There was a time when my mood disorder caused me suffering.  Fortunately, as a result of medication, my teeth give me far more problems now than my OCD and GAD.  I am very thankful for that, although having dental work sucks.  It doesn't suck as badly as feeling like you're going crazy, though.  Dental work gets done, and you move on with life, perhaps $600-$700 poorer.  Intrusive thoughts go on and on and on.

(I also feel compelled to distinguish between what I experienced as suffering and what seems like capital S suffering, which would be living in a war-torn nation, like Syria.  Like so many things, suffering is a spectrum with degrees.  An untreated mental health disorder is on there, although not as extreme as war.  Of course, depending on the severity of the mental health disorder, they might be pretty darn close.)

Suffering has also come in the form of helping G deal with his mental health issues.  The differences between our situations are many.  He is a child, and I was not when I hit the mental health wall.  He didn't see a problem in what was going on (his behaviors), while I knew very well that something was horribly wrong with my brain.

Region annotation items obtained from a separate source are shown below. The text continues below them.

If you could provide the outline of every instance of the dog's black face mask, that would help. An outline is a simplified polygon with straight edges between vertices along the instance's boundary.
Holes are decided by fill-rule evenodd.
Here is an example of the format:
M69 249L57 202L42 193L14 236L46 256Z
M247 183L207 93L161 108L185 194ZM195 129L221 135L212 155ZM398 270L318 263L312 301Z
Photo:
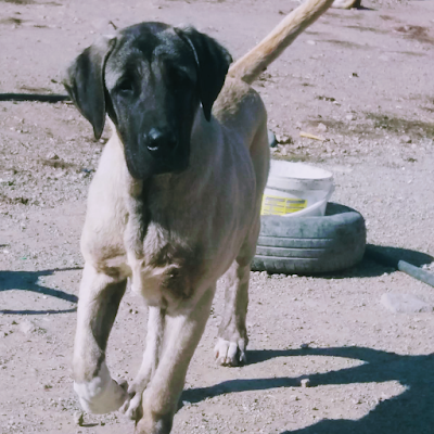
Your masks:
M107 113L137 179L188 167L190 136L202 103L210 111L231 58L193 28L142 23L86 49L64 81L101 137Z

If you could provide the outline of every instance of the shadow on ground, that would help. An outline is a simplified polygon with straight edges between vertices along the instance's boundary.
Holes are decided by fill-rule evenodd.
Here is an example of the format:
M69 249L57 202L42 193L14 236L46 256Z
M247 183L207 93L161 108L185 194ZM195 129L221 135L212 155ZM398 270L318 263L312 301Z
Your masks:
M77 303L78 297L61 290L53 290L39 284L39 278L52 276L58 271L79 270L80 268L62 268L42 271L0 271L0 292L3 291L31 291L42 295L49 295L71 303ZM8 315L46 315L46 314L68 314L76 311L77 307L64 310L0 310L0 314Z
M309 375L310 386L349 383L382 383L398 381L406 386L400 395L380 401L358 420L321 420L295 431L280 434L432 434L434 432L434 354L406 356L365 348L308 348L248 352L250 365L277 357L328 356L365 361L363 365ZM210 387L187 390L182 400L199 403L227 393L266 391L277 387L297 387L303 378L231 380Z

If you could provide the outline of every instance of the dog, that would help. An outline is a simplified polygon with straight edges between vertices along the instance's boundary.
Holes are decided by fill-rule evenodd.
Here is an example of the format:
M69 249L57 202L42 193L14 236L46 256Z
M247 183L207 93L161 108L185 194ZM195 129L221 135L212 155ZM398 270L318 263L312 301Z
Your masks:
M226 307L218 363L246 361L250 264L269 169L267 113L251 84L333 0L308 0L231 65L191 27L141 23L99 39L64 85L94 137L113 135L91 182L73 371L88 412L120 409L138 433L167 434L217 280ZM129 386L105 362L127 281L149 306Z

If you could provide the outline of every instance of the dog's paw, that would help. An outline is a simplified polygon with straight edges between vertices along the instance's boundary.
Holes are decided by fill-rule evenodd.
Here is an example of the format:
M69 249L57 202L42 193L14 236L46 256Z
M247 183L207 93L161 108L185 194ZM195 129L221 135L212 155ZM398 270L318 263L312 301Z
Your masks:
M143 392L145 391L148 381L135 381L128 387L128 397L120 408L127 418L138 420L141 411Z
M110 413L118 410L127 399L126 382L104 380L95 376L88 383L74 383L74 390L85 411L93 414Z
M217 363L229 367L246 363L245 345L244 339L230 342L219 337L217 345L214 347Z

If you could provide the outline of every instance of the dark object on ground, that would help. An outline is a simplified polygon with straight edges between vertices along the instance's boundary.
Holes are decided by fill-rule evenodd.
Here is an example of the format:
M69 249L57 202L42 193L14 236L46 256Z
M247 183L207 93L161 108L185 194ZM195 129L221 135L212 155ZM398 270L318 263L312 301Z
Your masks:
M276 136L271 130L268 130L268 143L270 143L270 148L276 148L278 145Z
M423 283L434 286L434 275L432 272L422 270L421 268L416 267L406 260L396 259L394 256L387 255L384 252L379 252L373 246L367 247L366 257L387 267L396 268L397 270L403 271Z
M0 93L0 101L61 102L71 101L71 98L67 94Z

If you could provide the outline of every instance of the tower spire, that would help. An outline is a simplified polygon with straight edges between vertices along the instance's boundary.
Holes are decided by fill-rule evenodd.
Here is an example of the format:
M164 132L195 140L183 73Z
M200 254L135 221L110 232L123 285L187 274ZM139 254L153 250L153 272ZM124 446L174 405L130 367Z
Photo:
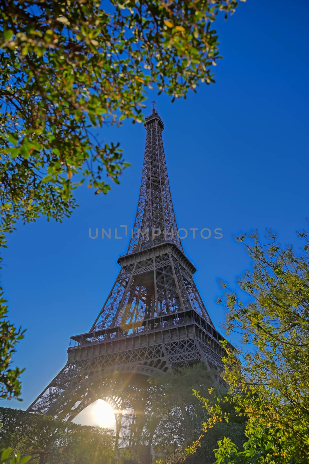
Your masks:
M102 399L114 407L122 447L138 445L144 433L148 377L200 361L220 371L225 355L177 235L164 125L153 105L133 233L118 259L119 273L90 330L71 337L66 364L27 410L71 420Z
M146 118L145 154L137 209L128 252L158 243L174 243L183 252L179 237L162 139L164 125L154 110Z

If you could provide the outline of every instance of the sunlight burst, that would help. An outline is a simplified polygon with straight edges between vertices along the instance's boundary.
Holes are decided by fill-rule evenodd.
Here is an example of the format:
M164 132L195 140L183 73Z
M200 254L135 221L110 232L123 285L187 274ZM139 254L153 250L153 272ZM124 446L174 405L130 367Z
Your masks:
M114 410L108 403L103 400L97 400L89 405L72 422L82 425L94 425L116 430Z

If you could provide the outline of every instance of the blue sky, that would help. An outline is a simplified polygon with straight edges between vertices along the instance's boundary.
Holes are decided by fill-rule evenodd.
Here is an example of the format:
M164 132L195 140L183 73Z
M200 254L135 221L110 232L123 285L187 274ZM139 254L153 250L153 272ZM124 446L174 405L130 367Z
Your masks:
M224 59L216 83L173 104L149 93L165 125L163 142L178 226L222 229L223 238L183 240L197 268L195 281L217 328L217 277L235 284L248 265L232 235L251 228L277 231L298 246L295 231L308 215L309 6L299 0L241 3L217 25ZM4 254L2 282L10 319L27 329L14 360L26 368L26 408L63 367L70 335L89 329L116 277L128 238L91 240L89 229L132 226L146 131L126 122L99 132L119 141L126 170L119 186L94 196L84 187L80 207L62 224L18 226ZM192 236L191 236L192 237Z

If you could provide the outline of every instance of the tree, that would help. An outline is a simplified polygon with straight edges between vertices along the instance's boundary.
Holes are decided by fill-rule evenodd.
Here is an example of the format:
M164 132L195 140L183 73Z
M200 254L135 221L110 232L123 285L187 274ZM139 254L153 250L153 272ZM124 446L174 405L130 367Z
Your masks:
M240 332L245 343L253 348L244 354L241 365L227 350L223 378L230 386L228 400L247 418L247 440L239 451L228 436L219 441L217 464L308 461L309 240L304 231L298 235L303 241L298 252L290 245L281 246L271 231L264 243L256 232L249 240L245 235L238 238L252 268L238 279L238 291L222 284L225 328ZM221 419L225 401L217 405ZM209 426L207 419L203 426Z
M96 193L116 182L117 144L91 126L143 119L148 88L173 99L213 81L217 13L234 0L5 0L0 16L1 198L9 226L39 214L60 220L86 178Z
M113 432L82 426L42 414L0 408L0 447L12 452L49 453L50 463L112 464L116 450Z
M148 446L153 447L155 460L182 462L184 449L200 433L204 417L203 408L193 394L193 389L205 390L215 385L216 373L207 370L201 362L175 372L155 375L149 381L150 396L145 438L148 440ZM221 395L225 389L217 384L215 391ZM208 398L210 400L210 395ZM196 454L187 457L187 462L189 464L212 463L217 440L223 438L227 430L232 428L236 441L242 443L244 421L241 419L238 422L240 423L224 424L223 428L222 424L217 424L211 433L205 434Z

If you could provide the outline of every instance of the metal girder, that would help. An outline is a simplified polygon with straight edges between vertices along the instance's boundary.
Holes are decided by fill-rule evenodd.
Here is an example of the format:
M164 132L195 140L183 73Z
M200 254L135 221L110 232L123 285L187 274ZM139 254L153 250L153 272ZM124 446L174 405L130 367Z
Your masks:
M114 408L121 447L138 444L149 376L200 360L219 371L224 355L177 235L164 125L154 110L145 126L137 210L119 273L90 331L71 337L67 364L27 410L71 420L104 400ZM165 233L145 233L153 229Z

I am not, by nature, an optimistic, glass half full person, but I can see that there has been much good for others to have come from mine and G's mental health suffering.  Having experienced this as an individual and as a mom, combined with my openness about both, have been very beneficial to others who are going through similar things.

It is a very common occurrence for people I know to confide in me about their own mental health struggles or those of their children.  And I am not particularly close to many of these people---they are acquaintances.  I am often asked questions, and I frequently provide resources to others who are just beginning their journey into treatment.

I just finished reading the book A Man Called Ove, and I very much enjoyed it.  One of the things I especially appreciated about it was that Ove, a curmudgeon to the core, was also a profoundly giving person.  I felt like I could relate to him in many ways.  When he saw things that needed to be done, people who needed to be helped, he helped them.  He was an utter pain in the ass, and a man who was experiencing a great deal of internal pain, but that didn't stop him from helping others.  It was a frequently laugh-out-loud story (and reminder to me) that what you say or what you think is far less important than what you do.

I often give myself a lot of internal grief because I am not a "classically thoughtful" person who does niceties for people.  I don't make bread and give it to others.  I don't see trinkets I think someone would like and purchase it for them "just because."  In my own way, I am a callous person.  When my own mother underwent a procedure earlier this year that caused her a lot of discomfort, it never occurred to me to make a meal and take it to her and my dad (my sister-in-law did this, which I thought was very nice and thoughtful).

As I "grow up," however, I am starting to see and, more importantly, appreciate that I have my own unique ways of being thoughtful to others.  I am starting to understand that even though my way is not "classically thoughtful," it is still giving.  Like Ove, I assist others ways that feels natural to me, even if it's not detailed-oriented niceties.

Also like Ove, the people I assist may have to contend with my curmudgeonly mouth and general outlook on life.